Loading learning content...
In the history of machine learning, no single factor has been more transformative than scale. The models that power today's most impressive AI capabilities—ChatGPT, Claude, GPT-4, Gemini, LLaMA—are not fundamentally different architectures from their predecessors. They are the same architectures, but at a scale that seemed computationally infeasible just a decade ago.
This page explores the profound implications of scale in machine learning. We will examine how scale has transformed from a mere engineering consideration into a fundamental research paradigm, one that has upended decades of conventional wisdom about how to improve AI systems. The story of modern AI is, in many ways, the story of scale—and understanding this story is essential for any practitioner seeking to work with or understand foundation models.
By the end of this page, you will understand: (1) why scale has become the dominant paradigm in modern ML, (2) the mathematical foundations of scaling laws, (3) the computational and economic implications of training at scale, (4) the historical context that led to the scaling revolution, and (5) how to reason about scale in your own work.
To appreciate the significance of scale in modern ML, we must understand the paradigm it replaced. For most of machine learning's history, progress came primarily through algorithmic innovation—developing better models, better features, and better optimization techniques.
The Traditional ML Paradigm (1950s-2010s):
For decades, the dominant approach to improving ML systems followed a predictable pattern:
Careful Feature Engineering: Domain experts would spend months or years crafting features that captured the essential structure of problems. Computer vision practitioners developed SIFT, HOG, and SURF features. NLP researchers built syntactic parsers and hand-crafted lexicons.
Clever Architectural Innovations: Researchers focused on developing objectively 'better' models—support vector machines over perceptrons, random forests over single decision trees, deep networks over shallow ones.
Sophisticated Optimization: Training algorithms became increasingly sophisticated—from gradient descent to momentum, RMSprop, Adam, and beyond.
In this paradigm, data and compute were secondary concerns. The prevailing wisdom held that more data helped, but with diminishing returns.
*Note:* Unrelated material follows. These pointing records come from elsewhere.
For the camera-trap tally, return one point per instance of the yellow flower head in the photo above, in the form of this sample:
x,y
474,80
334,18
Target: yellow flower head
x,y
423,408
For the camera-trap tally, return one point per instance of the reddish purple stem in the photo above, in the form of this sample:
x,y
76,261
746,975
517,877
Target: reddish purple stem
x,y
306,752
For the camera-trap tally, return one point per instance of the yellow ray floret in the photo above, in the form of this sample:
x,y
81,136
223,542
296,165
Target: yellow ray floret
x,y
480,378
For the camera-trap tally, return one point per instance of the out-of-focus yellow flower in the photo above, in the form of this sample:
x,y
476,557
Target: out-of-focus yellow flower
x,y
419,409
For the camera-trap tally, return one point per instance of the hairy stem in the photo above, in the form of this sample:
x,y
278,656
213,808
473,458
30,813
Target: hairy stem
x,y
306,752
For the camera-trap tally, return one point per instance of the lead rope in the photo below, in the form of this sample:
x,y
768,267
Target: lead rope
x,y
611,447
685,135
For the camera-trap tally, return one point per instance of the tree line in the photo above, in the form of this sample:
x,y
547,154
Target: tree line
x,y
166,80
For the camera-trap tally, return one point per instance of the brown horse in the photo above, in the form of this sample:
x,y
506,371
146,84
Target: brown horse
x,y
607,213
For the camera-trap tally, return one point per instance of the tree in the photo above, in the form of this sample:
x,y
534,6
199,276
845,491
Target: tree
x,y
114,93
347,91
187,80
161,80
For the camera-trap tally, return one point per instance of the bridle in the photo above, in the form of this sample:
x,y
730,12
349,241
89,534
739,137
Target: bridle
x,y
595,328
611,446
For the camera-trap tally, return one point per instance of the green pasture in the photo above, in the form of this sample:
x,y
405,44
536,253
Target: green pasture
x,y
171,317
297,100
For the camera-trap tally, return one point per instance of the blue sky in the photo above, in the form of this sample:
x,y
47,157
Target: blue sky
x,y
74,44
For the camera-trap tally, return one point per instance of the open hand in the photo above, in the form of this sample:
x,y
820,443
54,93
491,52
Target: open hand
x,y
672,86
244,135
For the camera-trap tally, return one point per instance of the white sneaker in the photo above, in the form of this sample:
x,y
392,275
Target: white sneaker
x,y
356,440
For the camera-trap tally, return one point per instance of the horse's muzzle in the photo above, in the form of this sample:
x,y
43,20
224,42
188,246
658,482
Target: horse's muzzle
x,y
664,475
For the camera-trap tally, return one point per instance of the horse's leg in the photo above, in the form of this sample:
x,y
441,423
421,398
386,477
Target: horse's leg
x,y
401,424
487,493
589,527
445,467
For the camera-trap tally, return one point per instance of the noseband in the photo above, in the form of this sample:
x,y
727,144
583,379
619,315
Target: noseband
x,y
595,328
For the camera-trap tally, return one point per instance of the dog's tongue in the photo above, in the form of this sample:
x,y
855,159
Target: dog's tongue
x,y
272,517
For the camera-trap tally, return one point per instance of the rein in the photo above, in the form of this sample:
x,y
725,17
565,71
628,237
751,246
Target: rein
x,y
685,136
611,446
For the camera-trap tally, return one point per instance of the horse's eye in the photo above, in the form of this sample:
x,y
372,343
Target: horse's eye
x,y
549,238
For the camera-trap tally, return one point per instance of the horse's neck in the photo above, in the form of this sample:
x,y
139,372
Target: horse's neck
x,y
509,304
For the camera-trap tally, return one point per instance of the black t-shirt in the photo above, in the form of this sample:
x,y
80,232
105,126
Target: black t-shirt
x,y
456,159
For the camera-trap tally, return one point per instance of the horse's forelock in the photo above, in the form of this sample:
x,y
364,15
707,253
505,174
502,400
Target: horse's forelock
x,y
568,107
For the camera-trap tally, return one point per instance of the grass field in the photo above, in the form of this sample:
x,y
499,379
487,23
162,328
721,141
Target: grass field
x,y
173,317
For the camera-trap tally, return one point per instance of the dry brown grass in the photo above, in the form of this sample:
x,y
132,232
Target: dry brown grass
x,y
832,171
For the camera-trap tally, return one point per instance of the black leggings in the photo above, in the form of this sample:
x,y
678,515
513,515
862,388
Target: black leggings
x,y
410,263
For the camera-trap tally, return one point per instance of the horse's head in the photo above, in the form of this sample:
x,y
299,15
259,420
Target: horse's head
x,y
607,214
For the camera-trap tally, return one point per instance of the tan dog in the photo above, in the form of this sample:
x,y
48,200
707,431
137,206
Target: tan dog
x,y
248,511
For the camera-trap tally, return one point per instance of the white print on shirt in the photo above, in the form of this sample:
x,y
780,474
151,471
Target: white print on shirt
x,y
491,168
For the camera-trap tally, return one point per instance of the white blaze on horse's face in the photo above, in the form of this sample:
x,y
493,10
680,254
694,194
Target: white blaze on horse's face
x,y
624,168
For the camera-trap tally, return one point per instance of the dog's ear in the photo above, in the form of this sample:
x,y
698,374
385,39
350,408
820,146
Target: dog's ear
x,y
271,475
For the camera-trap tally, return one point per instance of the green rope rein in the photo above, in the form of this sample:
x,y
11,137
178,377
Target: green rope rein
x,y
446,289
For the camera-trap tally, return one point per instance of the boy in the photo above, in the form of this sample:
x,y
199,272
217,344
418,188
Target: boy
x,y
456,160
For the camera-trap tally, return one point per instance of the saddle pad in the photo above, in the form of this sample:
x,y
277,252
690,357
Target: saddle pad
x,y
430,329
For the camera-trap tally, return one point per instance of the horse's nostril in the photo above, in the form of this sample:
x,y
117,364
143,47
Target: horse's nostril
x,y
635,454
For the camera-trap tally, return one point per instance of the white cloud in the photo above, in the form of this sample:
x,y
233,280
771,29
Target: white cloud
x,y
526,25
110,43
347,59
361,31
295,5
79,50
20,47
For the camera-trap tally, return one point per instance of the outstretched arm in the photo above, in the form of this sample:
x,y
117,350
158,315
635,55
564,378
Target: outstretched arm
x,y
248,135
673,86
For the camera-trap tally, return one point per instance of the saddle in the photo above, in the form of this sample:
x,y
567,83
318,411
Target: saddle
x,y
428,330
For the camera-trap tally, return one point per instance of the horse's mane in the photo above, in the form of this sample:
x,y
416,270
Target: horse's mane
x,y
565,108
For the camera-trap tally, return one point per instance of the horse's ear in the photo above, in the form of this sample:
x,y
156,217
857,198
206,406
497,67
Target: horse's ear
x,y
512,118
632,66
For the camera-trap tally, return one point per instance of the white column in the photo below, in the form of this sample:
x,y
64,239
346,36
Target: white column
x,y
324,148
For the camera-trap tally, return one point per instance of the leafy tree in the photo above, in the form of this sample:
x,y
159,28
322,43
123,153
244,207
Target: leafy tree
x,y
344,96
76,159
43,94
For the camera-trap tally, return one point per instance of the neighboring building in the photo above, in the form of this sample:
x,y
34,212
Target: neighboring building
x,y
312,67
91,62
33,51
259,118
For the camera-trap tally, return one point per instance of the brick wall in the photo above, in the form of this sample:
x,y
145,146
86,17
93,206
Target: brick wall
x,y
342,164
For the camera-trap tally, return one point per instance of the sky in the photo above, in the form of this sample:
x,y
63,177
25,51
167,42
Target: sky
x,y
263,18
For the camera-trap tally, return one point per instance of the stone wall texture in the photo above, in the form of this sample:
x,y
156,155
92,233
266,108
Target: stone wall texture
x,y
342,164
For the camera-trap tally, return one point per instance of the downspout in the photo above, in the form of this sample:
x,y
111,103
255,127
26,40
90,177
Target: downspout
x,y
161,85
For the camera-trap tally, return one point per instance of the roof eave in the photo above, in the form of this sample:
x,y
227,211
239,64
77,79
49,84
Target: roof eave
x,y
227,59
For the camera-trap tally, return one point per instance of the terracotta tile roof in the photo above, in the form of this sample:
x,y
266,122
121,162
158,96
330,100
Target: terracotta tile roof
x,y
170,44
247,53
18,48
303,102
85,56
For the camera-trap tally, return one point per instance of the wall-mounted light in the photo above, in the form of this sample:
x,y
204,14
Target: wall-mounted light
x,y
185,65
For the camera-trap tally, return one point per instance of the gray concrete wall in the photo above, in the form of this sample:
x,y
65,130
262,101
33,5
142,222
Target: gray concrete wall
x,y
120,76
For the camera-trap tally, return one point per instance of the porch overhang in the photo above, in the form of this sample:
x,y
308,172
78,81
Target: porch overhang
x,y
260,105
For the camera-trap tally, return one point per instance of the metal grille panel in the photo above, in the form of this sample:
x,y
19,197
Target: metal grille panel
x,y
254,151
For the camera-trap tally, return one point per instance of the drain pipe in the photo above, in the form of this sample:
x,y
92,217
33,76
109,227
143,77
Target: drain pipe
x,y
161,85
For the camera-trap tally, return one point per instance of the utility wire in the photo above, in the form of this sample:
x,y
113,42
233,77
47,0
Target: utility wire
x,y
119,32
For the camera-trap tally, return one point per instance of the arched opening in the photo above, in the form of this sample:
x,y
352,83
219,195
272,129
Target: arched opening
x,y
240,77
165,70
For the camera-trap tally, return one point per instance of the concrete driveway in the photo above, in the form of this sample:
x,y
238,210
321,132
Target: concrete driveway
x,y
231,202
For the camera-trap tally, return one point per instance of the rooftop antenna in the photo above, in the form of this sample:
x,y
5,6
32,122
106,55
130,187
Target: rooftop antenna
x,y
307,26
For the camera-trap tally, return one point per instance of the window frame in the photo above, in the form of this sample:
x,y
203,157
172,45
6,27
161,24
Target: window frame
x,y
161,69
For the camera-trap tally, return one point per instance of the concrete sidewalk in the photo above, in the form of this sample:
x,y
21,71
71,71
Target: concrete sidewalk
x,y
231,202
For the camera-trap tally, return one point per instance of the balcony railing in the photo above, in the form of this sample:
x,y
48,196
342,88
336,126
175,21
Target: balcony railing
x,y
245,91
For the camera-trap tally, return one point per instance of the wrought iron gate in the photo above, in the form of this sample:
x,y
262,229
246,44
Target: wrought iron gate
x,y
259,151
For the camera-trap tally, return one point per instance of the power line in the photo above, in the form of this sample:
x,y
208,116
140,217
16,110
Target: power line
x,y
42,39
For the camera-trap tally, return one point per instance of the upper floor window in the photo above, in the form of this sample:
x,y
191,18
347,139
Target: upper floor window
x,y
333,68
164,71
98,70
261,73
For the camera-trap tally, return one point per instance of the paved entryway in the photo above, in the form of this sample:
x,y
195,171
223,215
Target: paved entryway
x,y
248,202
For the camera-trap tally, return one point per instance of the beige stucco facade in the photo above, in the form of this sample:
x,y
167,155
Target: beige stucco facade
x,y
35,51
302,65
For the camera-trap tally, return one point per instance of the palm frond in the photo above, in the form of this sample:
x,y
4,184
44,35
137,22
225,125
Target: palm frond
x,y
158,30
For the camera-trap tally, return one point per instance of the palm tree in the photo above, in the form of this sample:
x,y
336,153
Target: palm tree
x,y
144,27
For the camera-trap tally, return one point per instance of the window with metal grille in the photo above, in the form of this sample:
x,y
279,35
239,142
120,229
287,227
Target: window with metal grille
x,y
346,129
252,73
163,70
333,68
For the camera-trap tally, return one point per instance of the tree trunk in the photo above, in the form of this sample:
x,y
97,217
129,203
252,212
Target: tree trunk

Extra compute could speed up experiments but wouldn't fundamentally change what was possible.
| Aspect | Traditional ML (1950s-2010s) | Scale-First ML (2017-Present) |
|---|---|---|
| Primary lever for progress | Algorithmic innovation | Scale (data, compute, parameters) |
| Feature engineering | Critical, domain-dependent | Minimal, learned from data |
| Model architecture | Task-specific designs | General-purpose transformers |
| Data requirements | Moderate (thousands-millions) | Massive (billions-trillions tokens) |
| Compute requirements | Modest (single GPU/CPU) | Enormous (thousands of GPUs) |
| Dominant practitioners | Academic labs | Well-funded industry labs |
| Key bottleneck | Algorithm design | Compute budget & data access |
The Turning Point: Deep Learning at Scale (2012-2017)
The shift began with AlexNet in 2012, which demonstrated that deep neural networks trained on large datasets (ImageNet's 1.2 million images) using GPUs could dramatically outperform hand-engineered approaches. But AlexNet was still modest by modern standards—60 million parameters, trained on a few GPUs.
Over the next five years, a growing body of evidence suggested that scale followed predictable laws. Researchers at OpenAI, Google, and elsewhere noticed that:
This observation—that you could buy better performance by simply scaling up—upended the traditional paradigm. If more compute reliably means better results, then the bottleneck shifts from algorithm design to compute access and efficient training.
Rich Sutton's influential 2019 essay 'The Bitter Lesson' captured this paradigm shift: 'The biggest lesson that can be read from 70 years of AI research is that general methods that leverage computation are ultimately the most effective, and by a large margin.' Human knowledge and clever algorithms consistently lose to simple methods scaled up—a bitter pill for researchers who devoted careers to algorithmic sophistication.
The most remarkable discovery of the scaling era is that improvements from scale are not arbitrary—they follow precise mathematical laws. These scaling laws allow researchers to predict how much performance will improve from additional compute, data, or parameters, enabling rational planning of massive training runs.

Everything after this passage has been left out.